I was watching a parenting program on TV the other night and the coach was advocating the ‘time-out’ technique for an out of control 6 year-old girl. The mother was instructed to tell the child that time-out on the ‘naughty cube’ would result if she was disobedient. The inevitable happened and the child was marched to the designated spot. The mother sat the screaming girl on the cube, turned her back and walked away. What followed was a 3 1/2 hour battle of wills. The child refused to sit on the cube and would immediately jump off and run away or kick the cube away. Mother or father would retrieve her from under the table, down the hall, upstairs or around a corner, and without speaking to her (although a parent probably couldn’t have been heard over the screaming), she was placed back on the cube. The parents would immediately walk away. Something was missing in this equation!

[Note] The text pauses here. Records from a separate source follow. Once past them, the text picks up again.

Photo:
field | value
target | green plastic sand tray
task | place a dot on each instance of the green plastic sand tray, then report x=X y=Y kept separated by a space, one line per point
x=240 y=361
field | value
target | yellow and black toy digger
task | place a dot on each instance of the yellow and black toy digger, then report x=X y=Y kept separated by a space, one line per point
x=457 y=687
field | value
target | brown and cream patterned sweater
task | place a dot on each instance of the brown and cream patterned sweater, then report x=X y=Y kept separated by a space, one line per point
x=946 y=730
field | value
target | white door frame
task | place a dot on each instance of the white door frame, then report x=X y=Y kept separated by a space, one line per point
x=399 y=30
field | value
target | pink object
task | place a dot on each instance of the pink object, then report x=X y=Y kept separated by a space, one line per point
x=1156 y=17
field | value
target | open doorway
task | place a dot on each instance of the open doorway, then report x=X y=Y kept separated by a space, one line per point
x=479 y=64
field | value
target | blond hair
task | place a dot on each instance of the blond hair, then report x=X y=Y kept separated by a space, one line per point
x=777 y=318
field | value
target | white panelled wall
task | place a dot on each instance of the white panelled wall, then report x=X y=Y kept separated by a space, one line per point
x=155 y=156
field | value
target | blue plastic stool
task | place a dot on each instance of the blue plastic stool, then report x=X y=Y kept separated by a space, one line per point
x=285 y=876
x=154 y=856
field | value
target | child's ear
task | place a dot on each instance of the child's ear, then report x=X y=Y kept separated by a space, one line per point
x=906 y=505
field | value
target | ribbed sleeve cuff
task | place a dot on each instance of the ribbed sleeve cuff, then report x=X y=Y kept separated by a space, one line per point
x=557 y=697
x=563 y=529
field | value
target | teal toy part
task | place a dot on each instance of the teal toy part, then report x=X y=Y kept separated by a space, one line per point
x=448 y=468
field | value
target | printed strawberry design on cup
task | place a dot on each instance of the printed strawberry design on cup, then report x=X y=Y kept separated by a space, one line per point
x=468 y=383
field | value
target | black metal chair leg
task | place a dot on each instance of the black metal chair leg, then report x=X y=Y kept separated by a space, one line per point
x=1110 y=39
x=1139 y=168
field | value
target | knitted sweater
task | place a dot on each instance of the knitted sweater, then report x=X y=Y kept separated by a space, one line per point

Time-out is a great technique to positively change negative child behavior. The idea behind it is to isolate the child from a favored activity for a given length of time so they can calm down and think about how they should behave before being allowed to return. If time-out doesn’t change the negative behavior, something is wrong with the process. For effective correction the following aspects must be in place. Parents need to explain behavioral expectations clearly before any consequences occur. The child needs to look the parent in the eye and, once the expected behavior has been explained, repeat what the parent has said to prove they understand. The parent demonstrates the expected behavior and the child practices till they get it right. Praise for desired behavior is vital. If the child does not comply, then time-out, as a consequence, should be explained and applied. By now the child knows exactly what will happen and is, therefore, making a choice for corrective action rather than obedience. Give the child one warning then take their hand and sit them on the designated time-out spot. Tell them why they are there and how long they need to stay before they can come back. Stay there for a moment to make sure the child does not move off the spot. If they get up sit them back immediately. If they refuse to sit on the seat, sit on the seat yourself and sit them in your lap facing forwards. Wrap both your arms around them, holding their hands. This is like a bear hug but they are facing away from you. Tell them you will not let them go until they stop crying or struggling. When they calm down, sit them on the seat and start the timer. The time should be one minute for each year e.g. A 4 year-old would be given a 4-minute time-out.
There are several reasons why time-out may not work. If you are not consistent with your expectations, kids are not convinced that you mean what you say and will often not comply. Time-out is only one of many corrective actions and should be substituted as the child gets beyond about eight years of age, gets stale, or when desired results are not forthcoming. Reducing TV watching time or time on the computer, withdrawing privileges, taking away a skateboard, bike or car keys from a driving teenager are other methods of dealing with inappropriate behavior. For now, time-out for young children can still be a very effective tool if used effectively.